The legislature also changed the law so as to require the Commission and the courts to construe the Act “strictly,” Ark. Code Ann. § ll-9-704(c)(3) (Repl. 1996), rather than “liberally in accordance with the chapter’s remedial purposes” as was the law prior to the 1993 amendment.
The Workers’ Compensation Commission is an administrative agency, Ward School Bus Mfg., Inc. v. Fowler, 261 Ark. 100, 547 S.W.2d 394 (1977), and, as a general rule, reviewing courts recognize that administrative agencies are better equipped by specialization, insight through experience, and more flexible procedures than are courts to determine and analyze legal issues affecting their agencies. Arkansas Dept. of Human Services v. Kistler, 320 Ark. 501, 898 S.W.2d 32 (1995); see Central Maloney, Inc. v. York, 10 Ark. App. 254, 663 S.W.2d 196 (1984). Therefore, while not conclusive, the interpretation of a statute by an administrative agency is highly persuasive. Technical Services of Arkansas, Inc., v. Pledger, 320 Ark. 333, 896 S.W.2d 433 (1995). We are persuaded by the Commission’s reasoning in the case at bar.

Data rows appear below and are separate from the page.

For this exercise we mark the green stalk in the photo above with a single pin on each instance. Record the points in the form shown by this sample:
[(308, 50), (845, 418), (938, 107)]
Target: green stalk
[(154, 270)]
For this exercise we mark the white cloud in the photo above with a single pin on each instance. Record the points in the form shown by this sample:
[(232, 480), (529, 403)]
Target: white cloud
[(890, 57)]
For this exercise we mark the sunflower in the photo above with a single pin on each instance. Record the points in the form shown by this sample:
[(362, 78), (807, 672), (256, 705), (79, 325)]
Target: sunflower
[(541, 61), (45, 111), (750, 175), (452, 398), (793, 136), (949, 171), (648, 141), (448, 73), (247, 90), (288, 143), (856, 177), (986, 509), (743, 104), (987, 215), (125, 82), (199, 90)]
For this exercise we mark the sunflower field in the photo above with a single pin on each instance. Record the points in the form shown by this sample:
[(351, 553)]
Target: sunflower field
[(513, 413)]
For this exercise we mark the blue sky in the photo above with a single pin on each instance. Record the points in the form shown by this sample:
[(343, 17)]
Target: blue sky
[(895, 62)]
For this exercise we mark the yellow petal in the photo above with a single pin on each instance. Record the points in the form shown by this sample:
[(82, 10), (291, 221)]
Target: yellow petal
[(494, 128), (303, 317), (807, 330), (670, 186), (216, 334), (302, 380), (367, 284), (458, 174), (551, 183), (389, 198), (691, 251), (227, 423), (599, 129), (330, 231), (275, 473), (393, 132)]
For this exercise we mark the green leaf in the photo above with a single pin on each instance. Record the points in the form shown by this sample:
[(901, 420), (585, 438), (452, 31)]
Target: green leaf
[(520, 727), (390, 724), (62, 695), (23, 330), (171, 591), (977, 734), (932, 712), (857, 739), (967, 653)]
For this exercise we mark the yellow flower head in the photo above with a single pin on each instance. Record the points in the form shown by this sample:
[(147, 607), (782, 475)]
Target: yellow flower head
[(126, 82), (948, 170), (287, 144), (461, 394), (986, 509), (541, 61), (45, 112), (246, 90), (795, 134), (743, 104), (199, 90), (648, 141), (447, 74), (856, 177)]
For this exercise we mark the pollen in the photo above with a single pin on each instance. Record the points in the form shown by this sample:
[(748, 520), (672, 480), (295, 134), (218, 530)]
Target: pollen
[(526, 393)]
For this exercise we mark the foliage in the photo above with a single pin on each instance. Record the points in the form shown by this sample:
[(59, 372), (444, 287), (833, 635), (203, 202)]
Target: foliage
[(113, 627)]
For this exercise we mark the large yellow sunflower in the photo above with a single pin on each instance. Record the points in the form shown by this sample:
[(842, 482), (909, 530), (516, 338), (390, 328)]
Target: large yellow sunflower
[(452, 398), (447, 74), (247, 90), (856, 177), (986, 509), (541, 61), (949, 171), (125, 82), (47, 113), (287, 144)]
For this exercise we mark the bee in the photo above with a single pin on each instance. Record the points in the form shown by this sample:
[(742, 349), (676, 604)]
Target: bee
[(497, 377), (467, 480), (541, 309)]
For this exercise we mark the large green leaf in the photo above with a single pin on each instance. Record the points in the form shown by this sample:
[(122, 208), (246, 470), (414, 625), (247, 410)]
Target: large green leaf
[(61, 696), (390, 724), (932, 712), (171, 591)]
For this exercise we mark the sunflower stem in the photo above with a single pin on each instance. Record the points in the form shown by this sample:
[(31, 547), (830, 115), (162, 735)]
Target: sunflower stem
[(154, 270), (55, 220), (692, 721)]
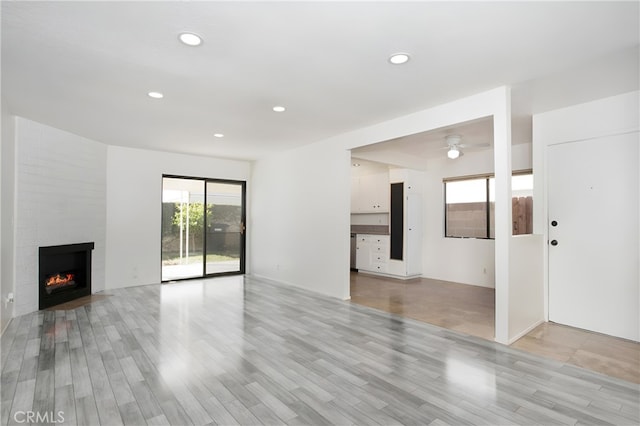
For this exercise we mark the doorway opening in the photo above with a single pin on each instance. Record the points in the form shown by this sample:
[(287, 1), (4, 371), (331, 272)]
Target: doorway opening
[(203, 227)]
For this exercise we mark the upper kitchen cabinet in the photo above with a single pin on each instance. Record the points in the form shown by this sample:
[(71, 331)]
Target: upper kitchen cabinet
[(370, 193)]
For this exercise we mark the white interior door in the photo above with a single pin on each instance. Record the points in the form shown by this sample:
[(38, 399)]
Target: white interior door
[(593, 235)]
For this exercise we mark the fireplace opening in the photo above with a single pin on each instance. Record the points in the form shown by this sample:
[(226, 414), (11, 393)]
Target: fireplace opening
[(59, 281), (65, 273)]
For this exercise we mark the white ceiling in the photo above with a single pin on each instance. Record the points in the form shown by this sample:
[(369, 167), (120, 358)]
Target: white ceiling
[(86, 67), (476, 135)]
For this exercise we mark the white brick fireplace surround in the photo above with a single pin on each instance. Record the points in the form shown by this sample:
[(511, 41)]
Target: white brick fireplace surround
[(60, 199)]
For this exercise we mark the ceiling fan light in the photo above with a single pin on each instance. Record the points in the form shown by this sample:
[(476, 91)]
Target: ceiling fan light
[(453, 153)]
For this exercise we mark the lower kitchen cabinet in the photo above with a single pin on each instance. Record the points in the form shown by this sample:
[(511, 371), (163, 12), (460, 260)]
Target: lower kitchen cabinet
[(372, 253)]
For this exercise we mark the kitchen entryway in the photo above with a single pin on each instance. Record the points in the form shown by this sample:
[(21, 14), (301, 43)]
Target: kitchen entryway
[(460, 307)]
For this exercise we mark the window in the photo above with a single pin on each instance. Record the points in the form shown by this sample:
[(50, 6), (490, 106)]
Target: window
[(470, 206)]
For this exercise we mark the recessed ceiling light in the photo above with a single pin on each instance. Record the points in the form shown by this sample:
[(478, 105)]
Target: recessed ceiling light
[(190, 39), (399, 58)]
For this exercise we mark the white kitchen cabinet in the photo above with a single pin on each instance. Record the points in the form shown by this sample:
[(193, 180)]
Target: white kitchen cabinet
[(372, 253), (370, 193)]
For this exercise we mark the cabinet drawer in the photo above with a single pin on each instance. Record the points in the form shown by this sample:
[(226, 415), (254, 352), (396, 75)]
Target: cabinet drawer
[(379, 267), (379, 258), (378, 248), (380, 239)]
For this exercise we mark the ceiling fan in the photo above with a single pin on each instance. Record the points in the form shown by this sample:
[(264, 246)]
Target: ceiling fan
[(454, 144)]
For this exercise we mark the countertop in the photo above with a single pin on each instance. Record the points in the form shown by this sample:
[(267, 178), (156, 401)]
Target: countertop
[(370, 229)]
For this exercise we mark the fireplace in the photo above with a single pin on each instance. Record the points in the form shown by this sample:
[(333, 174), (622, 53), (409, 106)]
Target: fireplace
[(65, 273)]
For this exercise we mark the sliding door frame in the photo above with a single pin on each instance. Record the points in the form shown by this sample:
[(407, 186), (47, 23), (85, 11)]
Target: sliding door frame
[(243, 228)]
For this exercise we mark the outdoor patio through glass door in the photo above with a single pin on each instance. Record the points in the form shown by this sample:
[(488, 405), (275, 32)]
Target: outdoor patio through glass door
[(202, 227)]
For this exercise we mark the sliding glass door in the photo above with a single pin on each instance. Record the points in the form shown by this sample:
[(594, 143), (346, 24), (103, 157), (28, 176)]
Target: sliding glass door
[(202, 227), (225, 227)]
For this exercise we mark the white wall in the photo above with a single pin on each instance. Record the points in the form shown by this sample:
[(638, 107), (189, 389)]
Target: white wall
[(60, 199), (300, 218), (526, 292), (134, 194), (306, 192), (608, 116), (7, 191), (467, 261)]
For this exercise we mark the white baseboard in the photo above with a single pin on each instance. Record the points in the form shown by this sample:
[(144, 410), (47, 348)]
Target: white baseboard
[(525, 332)]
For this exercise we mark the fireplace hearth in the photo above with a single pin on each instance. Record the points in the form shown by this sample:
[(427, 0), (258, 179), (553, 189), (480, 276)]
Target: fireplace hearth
[(65, 273)]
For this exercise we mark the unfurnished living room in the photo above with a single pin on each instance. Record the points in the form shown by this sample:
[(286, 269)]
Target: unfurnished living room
[(320, 213)]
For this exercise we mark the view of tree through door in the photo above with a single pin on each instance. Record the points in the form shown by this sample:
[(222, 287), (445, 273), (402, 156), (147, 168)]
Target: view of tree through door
[(202, 227)]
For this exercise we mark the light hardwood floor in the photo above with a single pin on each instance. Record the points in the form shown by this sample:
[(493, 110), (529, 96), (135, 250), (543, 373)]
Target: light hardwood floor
[(470, 310), (242, 350)]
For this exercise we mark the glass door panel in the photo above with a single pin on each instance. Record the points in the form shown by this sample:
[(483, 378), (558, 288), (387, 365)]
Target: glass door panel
[(224, 242), (182, 228)]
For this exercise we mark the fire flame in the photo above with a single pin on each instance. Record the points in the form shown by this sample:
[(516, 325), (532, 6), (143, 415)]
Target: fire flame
[(59, 279)]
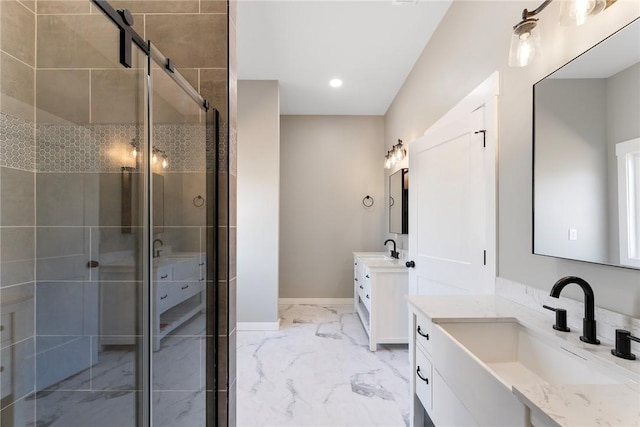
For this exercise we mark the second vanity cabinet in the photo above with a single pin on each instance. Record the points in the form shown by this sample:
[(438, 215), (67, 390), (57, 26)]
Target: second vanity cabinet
[(178, 294), (380, 286)]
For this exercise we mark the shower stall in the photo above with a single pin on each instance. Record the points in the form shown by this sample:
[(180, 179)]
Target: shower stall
[(114, 213)]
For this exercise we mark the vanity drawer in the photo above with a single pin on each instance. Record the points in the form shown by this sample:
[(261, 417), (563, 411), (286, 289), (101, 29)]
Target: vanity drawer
[(187, 269), (185, 290), (423, 379), (164, 297), (164, 274), (422, 332)]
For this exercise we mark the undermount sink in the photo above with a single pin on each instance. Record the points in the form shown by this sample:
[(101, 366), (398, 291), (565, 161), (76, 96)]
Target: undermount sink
[(516, 354)]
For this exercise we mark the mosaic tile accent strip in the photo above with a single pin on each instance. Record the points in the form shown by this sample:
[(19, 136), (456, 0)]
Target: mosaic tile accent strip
[(107, 147), (17, 143), (223, 148)]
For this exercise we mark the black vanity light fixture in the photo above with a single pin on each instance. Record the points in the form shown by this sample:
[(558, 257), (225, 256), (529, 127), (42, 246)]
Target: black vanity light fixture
[(525, 41), (158, 155), (396, 154)]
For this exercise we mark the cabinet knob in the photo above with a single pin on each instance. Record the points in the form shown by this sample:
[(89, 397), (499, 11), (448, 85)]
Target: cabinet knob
[(422, 333), (425, 379)]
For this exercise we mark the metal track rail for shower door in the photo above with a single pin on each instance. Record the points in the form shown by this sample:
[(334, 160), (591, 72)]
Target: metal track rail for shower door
[(124, 20)]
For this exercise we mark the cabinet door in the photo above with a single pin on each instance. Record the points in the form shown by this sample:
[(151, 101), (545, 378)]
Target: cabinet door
[(447, 408), (423, 379)]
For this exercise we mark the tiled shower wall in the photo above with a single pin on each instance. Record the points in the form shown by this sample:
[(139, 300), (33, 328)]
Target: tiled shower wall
[(195, 34), (17, 207)]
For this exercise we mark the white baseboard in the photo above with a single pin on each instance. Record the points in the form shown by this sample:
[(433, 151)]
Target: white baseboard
[(258, 326), (317, 301)]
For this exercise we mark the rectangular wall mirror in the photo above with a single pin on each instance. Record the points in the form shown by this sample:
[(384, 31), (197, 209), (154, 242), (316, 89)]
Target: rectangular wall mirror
[(399, 202), (586, 171)]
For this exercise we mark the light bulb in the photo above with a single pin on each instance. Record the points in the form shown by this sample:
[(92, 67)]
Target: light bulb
[(525, 43)]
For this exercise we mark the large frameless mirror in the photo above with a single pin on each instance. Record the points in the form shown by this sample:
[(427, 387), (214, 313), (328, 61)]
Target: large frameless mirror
[(399, 202), (587, 155)]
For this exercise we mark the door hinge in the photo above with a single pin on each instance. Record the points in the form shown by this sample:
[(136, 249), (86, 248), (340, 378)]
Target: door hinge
[(484, 137)]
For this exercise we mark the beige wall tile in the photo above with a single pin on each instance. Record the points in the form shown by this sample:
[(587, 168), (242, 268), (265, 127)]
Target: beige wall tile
[(63, 6), (62, 96), (117, 96), (17, 30), (157, 6), (31, 4), (191, 41), (191, 75), (80, 41), (170, 103), (214, 87), (16, 88), (213, 6)]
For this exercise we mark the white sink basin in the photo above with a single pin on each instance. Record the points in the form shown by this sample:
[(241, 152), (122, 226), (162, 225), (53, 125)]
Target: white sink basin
[(518, 355), (375, 257)]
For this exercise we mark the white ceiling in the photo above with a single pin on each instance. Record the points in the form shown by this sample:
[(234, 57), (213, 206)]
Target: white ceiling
[(371, 45)]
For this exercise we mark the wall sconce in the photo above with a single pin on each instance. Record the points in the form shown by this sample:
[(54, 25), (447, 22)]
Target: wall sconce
[(396, 154), (525, 41), (157, 155), (160, 156)]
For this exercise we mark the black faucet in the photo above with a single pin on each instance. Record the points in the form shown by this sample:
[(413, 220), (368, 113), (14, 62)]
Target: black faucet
[(394, 253), (589, 321), (156, 252)]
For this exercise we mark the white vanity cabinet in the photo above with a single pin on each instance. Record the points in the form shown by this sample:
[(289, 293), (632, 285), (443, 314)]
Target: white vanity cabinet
[(178, 294), (380, 286), (430, 393)]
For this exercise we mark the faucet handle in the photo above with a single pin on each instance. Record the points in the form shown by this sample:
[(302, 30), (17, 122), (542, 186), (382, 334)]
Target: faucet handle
[(561, 318), (623, 345)]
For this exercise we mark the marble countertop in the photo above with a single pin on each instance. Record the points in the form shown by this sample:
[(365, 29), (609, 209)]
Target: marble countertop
[(552, 404), (380, 261)]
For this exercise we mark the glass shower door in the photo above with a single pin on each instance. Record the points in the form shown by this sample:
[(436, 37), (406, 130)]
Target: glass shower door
[(179, 284), (90, 119)]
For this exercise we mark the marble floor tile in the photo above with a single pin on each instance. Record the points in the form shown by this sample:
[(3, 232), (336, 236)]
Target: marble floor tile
[(317, 370)]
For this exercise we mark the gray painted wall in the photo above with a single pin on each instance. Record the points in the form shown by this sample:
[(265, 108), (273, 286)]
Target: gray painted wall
[(623, 110), (471, 43), (258, 200), (328, 165)]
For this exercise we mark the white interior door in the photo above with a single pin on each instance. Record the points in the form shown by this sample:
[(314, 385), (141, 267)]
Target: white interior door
[(452, 208)]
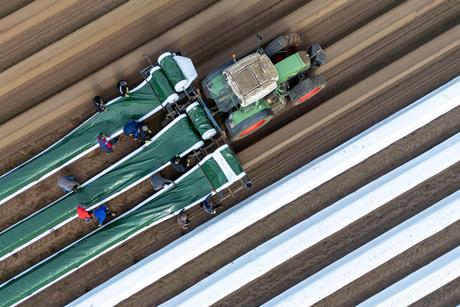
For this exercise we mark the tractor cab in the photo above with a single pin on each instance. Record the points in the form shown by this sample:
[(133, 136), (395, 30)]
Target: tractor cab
[(252, 78), (251, 90)]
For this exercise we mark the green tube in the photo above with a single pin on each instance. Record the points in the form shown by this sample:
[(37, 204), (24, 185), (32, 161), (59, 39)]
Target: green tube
[(172, 71), (162, 87), (200, 121)]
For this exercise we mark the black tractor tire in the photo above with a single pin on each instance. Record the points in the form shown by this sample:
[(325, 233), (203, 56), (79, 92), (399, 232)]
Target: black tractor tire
[(317, 55), (282, 43), (306, 89), (249, 125), (99, 103), (122, 88)]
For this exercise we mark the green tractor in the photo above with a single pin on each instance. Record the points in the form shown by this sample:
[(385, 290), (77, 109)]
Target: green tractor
[(250, 91)]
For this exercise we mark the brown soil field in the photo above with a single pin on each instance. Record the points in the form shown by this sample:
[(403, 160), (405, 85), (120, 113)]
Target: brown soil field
[(56, 55)]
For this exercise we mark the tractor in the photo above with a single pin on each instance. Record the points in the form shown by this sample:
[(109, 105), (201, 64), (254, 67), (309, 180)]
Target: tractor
[(249, 92)]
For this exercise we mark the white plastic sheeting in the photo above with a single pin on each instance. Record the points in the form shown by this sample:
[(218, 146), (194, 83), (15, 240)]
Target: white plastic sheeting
[(420, 283), (372, 255), (270, 199), (334, 218)]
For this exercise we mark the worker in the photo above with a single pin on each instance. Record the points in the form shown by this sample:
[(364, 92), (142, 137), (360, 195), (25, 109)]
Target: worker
[(137, 130), (100, 214), (158, 182), (207, 205), (68, 183), (105, 143), (99, 103), (182, 220), (122, 88), (83, 213), (178, 164)]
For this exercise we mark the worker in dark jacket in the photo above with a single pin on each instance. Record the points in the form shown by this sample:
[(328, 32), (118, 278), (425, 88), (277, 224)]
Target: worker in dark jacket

In reaching its conclusion, the Commission reasoned that, because traveling was an inherent and necessary incident of the appellee’s required employment activity, the appellee was performing employment services while en route from her employer’s office to the patient’s home. We agree. Although we recognize that the appellee was not direcdy compensated for driving to patients’ homes, the payment of compensation is not conclusive to the question of whether employment services are being performed. For example, many workers, such as salesmen, are paid on the basis of commissions, but it is abundandy clear that a salesman who is attempting to make a sale is performing an employment service without regard to whether his attempt is successful.
It is likewise clear that delivering nursing services to patients at their homes is the raison d’etre of the appellant’s business, and that traveling to patients’ homes is an essential component of that service. Whatever “performing employment services” may mean in the context of Ark. Code Ann. § 11 — 9—102(5)(B)(iii), it must include the performance of those functions which are essential to the success of the enterprise in which the employer is engaged. Consequently, we hold that the Commission did not err in concluding that the appellee was performing employment services while en route from the employer’s office to the patient’s home.
Affirmed.
Mayfield, Rogers, and Neal, JJ., agree. Jennings, C.J., and Stroud, J., dissent.